3 yrs of leadership as a student--same amount of time Jesus spent in ministry John 14: 12 ("Greater things...")

 

Introduce disciplemaking concept (Jesus discipled 12 who in turn discipled more)

EXAMPLE: Paper folding vs. stacking

>pass out sheets of paper & tell them to fold as many times as possible

>compare 7x folded sheet (1/2") with stack of 7 sheets (1/34")

>12 folds=1 foot, 24 folds=1 mile, 35 folds=width of the U.S.

YOU can have that kind of impact--perhaps greater than Jesus'!

HOW? Follow Jesus' LIFESTYLE

1. Prayer--early in morning, throughout day

2. Evangelism--He had to go "out" to do it. We are hypocrites if we don't.

3. Discipleship

*"continuous, not once a week!

*"focused, try recruiting 5 people this year

(Write their names down. How will you recruit them?)

QUESTION: "What will this "cost you?"

>Grades, hobbies, rest, time, relationships

>How about sacrificing the next Fall semester to go on a travel team?

 

RESOURCES:
a) Take notes on Jesus' ministry strategy in a Gospel during devotional times.

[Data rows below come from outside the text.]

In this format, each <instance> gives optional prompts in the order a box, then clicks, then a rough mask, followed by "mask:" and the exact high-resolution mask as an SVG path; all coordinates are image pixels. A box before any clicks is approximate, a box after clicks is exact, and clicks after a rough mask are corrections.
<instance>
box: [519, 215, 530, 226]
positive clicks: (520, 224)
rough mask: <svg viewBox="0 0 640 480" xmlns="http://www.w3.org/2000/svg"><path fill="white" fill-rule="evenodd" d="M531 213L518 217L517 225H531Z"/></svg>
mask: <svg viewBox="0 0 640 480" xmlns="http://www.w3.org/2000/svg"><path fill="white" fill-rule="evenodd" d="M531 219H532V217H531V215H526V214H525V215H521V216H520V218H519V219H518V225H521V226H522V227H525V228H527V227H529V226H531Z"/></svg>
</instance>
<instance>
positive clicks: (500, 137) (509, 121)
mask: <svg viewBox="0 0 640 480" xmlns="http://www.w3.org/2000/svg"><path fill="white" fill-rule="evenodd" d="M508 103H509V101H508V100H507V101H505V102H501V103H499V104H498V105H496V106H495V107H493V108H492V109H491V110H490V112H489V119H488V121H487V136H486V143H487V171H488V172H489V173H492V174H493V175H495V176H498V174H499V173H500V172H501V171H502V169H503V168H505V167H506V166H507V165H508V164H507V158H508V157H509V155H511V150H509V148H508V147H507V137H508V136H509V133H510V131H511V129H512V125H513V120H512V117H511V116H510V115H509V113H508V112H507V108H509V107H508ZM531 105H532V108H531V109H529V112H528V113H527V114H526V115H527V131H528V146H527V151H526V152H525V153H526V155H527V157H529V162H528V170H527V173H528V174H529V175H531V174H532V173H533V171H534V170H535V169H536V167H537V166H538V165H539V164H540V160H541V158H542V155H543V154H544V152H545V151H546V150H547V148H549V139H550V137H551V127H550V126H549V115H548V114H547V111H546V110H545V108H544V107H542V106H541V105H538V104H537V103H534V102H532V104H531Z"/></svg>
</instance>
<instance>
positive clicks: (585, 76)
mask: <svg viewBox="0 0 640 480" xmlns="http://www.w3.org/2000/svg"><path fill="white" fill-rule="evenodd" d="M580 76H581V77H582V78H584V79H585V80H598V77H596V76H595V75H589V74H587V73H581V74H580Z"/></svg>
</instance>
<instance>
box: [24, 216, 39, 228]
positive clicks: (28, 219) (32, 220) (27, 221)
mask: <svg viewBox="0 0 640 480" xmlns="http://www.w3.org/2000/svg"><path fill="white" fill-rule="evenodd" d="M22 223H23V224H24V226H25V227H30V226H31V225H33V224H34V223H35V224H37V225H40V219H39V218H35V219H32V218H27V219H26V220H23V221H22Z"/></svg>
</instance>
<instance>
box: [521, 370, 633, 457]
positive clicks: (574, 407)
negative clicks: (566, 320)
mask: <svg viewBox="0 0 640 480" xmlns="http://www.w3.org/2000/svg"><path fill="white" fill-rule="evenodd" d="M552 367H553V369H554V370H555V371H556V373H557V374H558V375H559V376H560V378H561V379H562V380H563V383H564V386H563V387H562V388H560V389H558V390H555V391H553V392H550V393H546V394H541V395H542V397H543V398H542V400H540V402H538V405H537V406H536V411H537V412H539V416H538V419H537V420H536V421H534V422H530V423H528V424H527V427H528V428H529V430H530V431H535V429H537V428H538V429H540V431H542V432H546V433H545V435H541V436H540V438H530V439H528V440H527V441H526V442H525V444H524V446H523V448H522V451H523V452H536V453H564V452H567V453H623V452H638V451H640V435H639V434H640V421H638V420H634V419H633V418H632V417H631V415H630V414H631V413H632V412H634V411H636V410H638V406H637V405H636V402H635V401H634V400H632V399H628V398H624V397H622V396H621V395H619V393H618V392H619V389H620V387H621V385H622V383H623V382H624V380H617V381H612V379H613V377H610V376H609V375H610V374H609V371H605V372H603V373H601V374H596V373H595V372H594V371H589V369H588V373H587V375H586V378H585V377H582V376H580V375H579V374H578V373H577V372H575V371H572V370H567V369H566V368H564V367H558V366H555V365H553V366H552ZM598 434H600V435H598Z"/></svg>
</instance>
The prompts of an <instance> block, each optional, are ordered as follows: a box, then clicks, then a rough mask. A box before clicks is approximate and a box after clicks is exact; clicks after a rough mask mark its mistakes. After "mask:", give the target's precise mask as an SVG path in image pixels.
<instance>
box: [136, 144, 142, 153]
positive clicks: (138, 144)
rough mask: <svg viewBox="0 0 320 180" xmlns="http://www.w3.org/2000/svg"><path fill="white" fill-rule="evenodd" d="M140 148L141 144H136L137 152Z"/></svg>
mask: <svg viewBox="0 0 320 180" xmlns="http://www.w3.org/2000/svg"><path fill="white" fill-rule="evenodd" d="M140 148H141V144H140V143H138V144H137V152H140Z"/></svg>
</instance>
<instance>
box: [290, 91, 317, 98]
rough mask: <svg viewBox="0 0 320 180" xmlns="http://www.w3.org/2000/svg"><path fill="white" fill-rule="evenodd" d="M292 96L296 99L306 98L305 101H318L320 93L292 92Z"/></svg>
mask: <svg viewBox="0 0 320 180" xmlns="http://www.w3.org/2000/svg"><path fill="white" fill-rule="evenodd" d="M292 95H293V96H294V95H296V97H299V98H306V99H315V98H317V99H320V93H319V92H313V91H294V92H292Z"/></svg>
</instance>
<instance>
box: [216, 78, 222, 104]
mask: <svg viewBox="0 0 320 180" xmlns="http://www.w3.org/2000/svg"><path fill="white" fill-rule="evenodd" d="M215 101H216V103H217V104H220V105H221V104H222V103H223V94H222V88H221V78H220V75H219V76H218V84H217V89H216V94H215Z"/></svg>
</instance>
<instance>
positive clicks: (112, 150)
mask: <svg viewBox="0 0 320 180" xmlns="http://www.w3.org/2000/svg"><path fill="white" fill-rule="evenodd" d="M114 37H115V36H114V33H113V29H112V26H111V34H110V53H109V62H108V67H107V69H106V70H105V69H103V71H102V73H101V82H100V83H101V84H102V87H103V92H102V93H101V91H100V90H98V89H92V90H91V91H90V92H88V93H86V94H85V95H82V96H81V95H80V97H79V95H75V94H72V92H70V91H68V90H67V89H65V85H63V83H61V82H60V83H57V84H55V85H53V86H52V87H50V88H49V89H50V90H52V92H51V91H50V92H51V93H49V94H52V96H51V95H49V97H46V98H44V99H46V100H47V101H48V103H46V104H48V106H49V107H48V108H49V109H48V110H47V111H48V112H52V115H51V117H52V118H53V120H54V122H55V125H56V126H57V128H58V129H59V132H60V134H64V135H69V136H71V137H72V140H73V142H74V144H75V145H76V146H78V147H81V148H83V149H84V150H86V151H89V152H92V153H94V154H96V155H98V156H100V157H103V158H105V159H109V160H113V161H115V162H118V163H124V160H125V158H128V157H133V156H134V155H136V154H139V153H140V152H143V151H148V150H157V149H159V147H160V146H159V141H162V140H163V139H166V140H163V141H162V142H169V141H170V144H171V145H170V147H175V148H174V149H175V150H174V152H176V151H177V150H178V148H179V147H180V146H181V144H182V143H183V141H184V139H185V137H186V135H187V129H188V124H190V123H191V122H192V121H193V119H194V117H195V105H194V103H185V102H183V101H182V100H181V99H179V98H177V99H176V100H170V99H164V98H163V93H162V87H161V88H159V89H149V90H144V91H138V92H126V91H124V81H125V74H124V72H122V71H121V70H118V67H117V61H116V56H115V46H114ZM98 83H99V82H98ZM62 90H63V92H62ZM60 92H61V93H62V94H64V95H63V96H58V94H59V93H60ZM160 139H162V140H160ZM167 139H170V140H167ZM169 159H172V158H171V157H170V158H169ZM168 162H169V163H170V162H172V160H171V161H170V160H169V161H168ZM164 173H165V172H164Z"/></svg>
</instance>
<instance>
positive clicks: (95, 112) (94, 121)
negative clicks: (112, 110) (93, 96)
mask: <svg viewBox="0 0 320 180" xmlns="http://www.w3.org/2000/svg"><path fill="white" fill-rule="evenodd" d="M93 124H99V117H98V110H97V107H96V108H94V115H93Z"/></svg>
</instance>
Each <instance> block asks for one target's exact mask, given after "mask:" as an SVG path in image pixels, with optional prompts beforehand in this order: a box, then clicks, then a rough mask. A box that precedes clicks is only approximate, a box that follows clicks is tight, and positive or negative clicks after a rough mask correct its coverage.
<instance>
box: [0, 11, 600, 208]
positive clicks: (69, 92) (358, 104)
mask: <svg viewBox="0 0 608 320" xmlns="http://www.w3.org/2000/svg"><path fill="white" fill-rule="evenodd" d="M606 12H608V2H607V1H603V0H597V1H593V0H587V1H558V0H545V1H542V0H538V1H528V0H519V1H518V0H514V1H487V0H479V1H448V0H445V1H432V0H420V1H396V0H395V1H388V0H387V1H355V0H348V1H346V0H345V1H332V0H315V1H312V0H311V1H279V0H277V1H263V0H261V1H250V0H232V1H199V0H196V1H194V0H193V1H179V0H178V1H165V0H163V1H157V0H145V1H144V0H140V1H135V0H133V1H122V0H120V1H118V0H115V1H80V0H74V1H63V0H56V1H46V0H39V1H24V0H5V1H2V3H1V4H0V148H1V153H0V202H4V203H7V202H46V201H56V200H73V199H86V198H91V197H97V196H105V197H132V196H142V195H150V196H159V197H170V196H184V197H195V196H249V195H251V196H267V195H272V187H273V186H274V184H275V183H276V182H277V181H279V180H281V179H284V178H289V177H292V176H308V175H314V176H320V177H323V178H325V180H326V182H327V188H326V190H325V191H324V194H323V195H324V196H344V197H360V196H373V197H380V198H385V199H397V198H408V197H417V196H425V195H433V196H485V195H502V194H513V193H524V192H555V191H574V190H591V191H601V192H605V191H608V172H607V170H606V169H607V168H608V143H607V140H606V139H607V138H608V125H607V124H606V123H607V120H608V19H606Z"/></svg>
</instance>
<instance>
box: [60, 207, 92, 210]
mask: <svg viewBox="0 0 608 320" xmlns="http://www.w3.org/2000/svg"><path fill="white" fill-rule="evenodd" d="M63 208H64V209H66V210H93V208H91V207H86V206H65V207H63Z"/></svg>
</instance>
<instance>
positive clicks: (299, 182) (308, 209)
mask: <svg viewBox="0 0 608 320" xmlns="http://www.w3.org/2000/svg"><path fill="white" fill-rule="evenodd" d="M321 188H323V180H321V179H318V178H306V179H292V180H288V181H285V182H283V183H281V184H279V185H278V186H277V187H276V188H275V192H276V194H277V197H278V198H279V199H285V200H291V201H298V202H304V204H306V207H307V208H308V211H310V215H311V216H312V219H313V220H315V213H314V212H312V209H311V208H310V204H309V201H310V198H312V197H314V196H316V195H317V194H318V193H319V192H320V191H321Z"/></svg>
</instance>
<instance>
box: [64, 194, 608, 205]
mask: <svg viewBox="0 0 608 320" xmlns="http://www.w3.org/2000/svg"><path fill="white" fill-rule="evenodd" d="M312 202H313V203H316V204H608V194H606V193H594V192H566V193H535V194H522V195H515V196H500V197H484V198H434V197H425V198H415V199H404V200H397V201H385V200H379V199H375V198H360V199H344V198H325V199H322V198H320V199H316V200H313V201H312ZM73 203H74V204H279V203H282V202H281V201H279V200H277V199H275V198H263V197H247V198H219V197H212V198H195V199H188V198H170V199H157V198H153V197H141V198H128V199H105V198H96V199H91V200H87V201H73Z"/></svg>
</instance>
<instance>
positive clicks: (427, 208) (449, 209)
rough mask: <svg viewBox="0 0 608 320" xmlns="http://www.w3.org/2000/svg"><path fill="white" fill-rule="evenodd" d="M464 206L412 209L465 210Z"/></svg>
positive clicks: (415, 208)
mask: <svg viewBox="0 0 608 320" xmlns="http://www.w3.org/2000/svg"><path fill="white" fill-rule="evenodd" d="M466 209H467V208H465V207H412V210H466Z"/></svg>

b) "Secular" source with excellent and powerful writing Guy Kawasaki's "Selling

the Dream" "How to promote your ideas and make a difference using everyday evangelism"

 

PIPE: Free Will Baptist Bible College
In 1992, Free Will Baptist Bible College student John Weaver recruited 100 students to travel out of town to an optional missions conference. I asked him to share with us how he managed to pull this off, and he shared a little acronym "PIPE" and explained it:
"P" First you see the challenge and you PRAY about it.
"I" Then you go around INFORMING people about the thing to which you are mobilizing them.
"P" Then all you can do is keep PRAYING for God to lead people and
"E" EXPECT God to bring fruit to the endeavour.
As long as we're talking about spiritual acronyms, I might as well share another one that John gave me: "LIPS" Love, Pray, Inform, & Shepherd. These acronyms are models for missions mobilization that apparently worked quite well for Free Will Baptist Bible College, Nashville.